Pragmatism is nothing new. From Machiavelli to much of the modern church growth movement, people have defended questionable choices by “the end justifies the means” or “never criticize what God is blessing.” Of course, doing what works is not bad in and of itself. The problem is when we do “what works” to accomplish our goals in a way that violates biblical principles. To adapt one illustration I’ve heard, of course it’s right to feed your family, but if you kill a man to rob him of his money so you can go buy food, you’ve obviously crossed a line.


Certainly, when we survey the landscape of the candidates, there is not much that appeals to those of us who are Christians. For many, a worst case scenario would be if we were left with Rudy and Hillary as the final candidates for the two major parties. If this happens, will many of the Christians who have assumed or defended voting either Republican or Democrat still do so? Will they still cast a vote for someone who supports abortion just because that candidate is considered the lesser of two evils?


Pragmatism may often utilize questionable methods to obtain a good goal. But I must wonder if many of us have the right goal. For many, the goal is to “beat Hillary” [unspoken implication, at least for some: at any cost]. But, why not vote with principle for a good reason? Why should we even consider compromise on a basic issue like abortion? Why not see the goal of our voting not as to beat Hillary but to honor the Lord? I have not done enough research to tentatively know who I will likely vote for in 2008. But one way I have tried to vote with principle is by voting for a third party in the last two presidential elections. I was not sufficiently satisfied with certain stands taken by the candidate many Christians voted for, but I was satisfied with the platform advanced by the Constitution Party (their website details some serious concerns about this upcoming election’s major candidates). Did I think this would result in a win for them? No. Did I realize this might increase Al Gore’s chances? Yes. But I could not cast my vote on those considerations alone. I had to ask myself if I could go to sleep with a clear conscience, believing I had pleased God with my vote.
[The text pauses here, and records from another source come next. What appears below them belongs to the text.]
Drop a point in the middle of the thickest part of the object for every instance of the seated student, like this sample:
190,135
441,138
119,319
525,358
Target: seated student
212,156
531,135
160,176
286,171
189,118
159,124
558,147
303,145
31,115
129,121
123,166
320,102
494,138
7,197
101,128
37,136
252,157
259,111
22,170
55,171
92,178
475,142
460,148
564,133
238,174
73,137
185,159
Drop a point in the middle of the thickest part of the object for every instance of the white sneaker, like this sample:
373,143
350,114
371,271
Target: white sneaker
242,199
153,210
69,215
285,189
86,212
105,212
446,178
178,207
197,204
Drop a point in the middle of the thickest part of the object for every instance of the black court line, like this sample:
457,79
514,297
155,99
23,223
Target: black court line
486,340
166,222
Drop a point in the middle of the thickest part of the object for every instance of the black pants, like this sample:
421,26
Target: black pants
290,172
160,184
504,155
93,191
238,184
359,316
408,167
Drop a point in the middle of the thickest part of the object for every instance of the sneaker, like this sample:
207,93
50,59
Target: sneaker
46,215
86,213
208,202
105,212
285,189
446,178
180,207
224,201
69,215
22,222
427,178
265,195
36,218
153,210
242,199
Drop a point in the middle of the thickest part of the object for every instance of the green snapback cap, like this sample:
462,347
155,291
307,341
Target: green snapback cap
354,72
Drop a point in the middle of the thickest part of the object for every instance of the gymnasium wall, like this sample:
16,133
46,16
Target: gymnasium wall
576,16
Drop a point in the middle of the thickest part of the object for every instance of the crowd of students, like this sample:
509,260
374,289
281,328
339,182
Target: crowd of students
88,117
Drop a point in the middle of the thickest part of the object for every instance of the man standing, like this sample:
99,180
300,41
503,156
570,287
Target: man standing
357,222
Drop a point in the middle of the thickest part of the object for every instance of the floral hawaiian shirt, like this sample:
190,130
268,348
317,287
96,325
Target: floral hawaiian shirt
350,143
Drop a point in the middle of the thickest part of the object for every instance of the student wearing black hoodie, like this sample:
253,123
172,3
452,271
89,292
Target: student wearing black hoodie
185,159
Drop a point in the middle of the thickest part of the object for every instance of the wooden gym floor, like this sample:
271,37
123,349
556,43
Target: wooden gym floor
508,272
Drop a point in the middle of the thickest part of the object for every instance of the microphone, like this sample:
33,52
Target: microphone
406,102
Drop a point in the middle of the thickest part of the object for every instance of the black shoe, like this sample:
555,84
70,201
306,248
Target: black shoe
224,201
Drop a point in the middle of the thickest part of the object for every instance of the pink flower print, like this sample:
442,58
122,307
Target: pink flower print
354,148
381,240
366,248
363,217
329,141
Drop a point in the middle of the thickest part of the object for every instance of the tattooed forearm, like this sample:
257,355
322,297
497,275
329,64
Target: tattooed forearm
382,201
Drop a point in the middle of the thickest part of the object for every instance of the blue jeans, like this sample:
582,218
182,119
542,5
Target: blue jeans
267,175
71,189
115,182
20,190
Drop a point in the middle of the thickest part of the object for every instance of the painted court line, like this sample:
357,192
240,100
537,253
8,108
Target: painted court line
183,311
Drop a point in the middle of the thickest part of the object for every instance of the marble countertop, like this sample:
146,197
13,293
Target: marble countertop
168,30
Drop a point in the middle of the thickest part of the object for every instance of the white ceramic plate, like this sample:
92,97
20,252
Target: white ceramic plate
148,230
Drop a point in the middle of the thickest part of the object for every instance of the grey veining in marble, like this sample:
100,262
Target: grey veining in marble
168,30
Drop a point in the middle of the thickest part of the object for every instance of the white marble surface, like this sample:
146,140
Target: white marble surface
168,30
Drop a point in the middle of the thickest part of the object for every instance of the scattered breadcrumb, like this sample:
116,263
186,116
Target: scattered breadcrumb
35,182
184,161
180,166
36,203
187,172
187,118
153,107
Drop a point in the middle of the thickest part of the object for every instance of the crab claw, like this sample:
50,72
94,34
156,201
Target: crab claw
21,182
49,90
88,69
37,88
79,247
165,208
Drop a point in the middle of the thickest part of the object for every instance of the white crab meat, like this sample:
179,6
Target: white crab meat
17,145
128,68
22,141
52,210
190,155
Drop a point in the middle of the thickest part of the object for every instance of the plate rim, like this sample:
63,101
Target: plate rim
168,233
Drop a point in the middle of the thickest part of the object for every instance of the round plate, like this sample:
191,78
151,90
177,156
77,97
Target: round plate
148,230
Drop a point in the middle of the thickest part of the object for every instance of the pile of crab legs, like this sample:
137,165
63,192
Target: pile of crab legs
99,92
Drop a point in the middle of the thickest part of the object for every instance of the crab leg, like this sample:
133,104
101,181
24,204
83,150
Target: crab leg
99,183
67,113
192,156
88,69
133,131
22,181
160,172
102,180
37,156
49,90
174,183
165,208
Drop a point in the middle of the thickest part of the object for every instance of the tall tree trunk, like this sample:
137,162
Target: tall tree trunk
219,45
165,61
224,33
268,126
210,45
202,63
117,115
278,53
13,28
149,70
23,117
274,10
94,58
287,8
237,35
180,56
I had to be willing to lose to make the decision I thought would best honor Christ, who God has set up as the true King of all (Psalm 2:6).


While many of us have no desire to see Hillary in office, we must remember, that even if this happens, Christ still reigns. I do not pretend to have all these things figured out in how everyone should cast their vote. But, I think this much is clear: in our thinking about who holds the executive office of this country, let us submit in all things to the One God has set up as Lawgiver, Judge, and King. And that submission may mean forsaking pragmatism and being willing to lose an election in 2008 for the sake of acting as citizens of a heavenly kingdom.